El relato de Black Box, uno de los documentales seleccionados para los Oscar del 2025, comienza con una conversación con el taxista que les llevó hasta el hotel. Casi dos horas de buen cine, basado en las notas del diario que Shiori escribió detallando una agresión sexual que conmocionó la política en Japón. Sin atajos, sin posibilidad de escapatoria para el espectador, Shiori audita su propio caso ejerciendo su profesión, el periodismo, enfrentándose a una de las sociedades peor preparadas para darle credibilidad a un hecho demasiado frecuente y odioso para las mujeres de todo el mundo.

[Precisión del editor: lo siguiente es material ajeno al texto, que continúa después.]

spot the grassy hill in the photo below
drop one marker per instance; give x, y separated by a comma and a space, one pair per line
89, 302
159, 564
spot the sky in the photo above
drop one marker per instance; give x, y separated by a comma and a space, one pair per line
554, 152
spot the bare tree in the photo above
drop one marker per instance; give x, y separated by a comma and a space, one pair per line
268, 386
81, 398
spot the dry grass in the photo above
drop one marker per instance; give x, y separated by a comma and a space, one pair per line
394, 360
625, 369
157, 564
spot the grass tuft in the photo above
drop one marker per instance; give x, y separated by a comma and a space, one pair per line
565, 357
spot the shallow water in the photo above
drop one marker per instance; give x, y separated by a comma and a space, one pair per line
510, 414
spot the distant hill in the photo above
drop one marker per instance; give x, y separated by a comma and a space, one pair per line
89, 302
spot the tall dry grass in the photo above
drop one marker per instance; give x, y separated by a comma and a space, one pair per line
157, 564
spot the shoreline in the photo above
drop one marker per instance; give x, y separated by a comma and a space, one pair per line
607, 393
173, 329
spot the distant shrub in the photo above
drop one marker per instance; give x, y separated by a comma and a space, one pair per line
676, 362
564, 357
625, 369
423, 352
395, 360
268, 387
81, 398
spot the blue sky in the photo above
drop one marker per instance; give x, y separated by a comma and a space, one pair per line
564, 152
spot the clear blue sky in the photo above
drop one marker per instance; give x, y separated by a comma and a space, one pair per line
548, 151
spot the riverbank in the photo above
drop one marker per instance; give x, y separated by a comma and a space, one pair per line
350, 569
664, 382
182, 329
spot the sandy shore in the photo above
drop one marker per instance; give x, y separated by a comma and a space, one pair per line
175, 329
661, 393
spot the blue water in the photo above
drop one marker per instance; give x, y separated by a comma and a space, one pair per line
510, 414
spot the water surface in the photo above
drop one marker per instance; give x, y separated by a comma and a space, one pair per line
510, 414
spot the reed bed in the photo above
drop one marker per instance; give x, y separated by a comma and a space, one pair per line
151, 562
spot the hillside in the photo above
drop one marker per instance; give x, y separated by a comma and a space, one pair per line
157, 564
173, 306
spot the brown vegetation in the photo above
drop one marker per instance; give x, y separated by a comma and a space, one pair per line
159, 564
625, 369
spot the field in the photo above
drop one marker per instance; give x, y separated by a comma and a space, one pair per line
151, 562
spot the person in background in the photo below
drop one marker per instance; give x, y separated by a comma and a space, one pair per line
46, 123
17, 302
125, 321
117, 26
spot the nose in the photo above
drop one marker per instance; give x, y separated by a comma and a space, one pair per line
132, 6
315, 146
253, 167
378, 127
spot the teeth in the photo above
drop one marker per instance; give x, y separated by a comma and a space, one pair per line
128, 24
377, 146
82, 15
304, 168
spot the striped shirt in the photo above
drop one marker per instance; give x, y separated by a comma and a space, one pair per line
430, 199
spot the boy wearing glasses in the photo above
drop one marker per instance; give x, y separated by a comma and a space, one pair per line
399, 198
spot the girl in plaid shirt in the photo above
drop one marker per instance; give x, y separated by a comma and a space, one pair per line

Japón puede que sea uno de los peores lugares del mundo para ser mujer. Ocupa la posición 138 de 146 países, el último de los países del este asiático, en el Global Gender Gap Report 2023 que publica World Econimic Forum (WEF, https://www.weforum.org/publications/global-gender-gap-report-2023). La mayoría de los países africanos se encuentran en mejor posición que el gigante del sol naciente. América Latina y Centroamérica, plagados de lugares y ejemplos en los que la vida de la mujer se desprecia con facilidad, se encuentran en mejor situación que Japón. El informe mide un conjunto de factores; en alguno de ellos, como educación y recursos, Japón no obtiene mala nota. Sin embargo, cuando se trata de darle oportunidades a las mujeres para un acceso igualitario al trabajo y a las posiciones de relevancia en la sociedad, Japón queda en el furgón de cola.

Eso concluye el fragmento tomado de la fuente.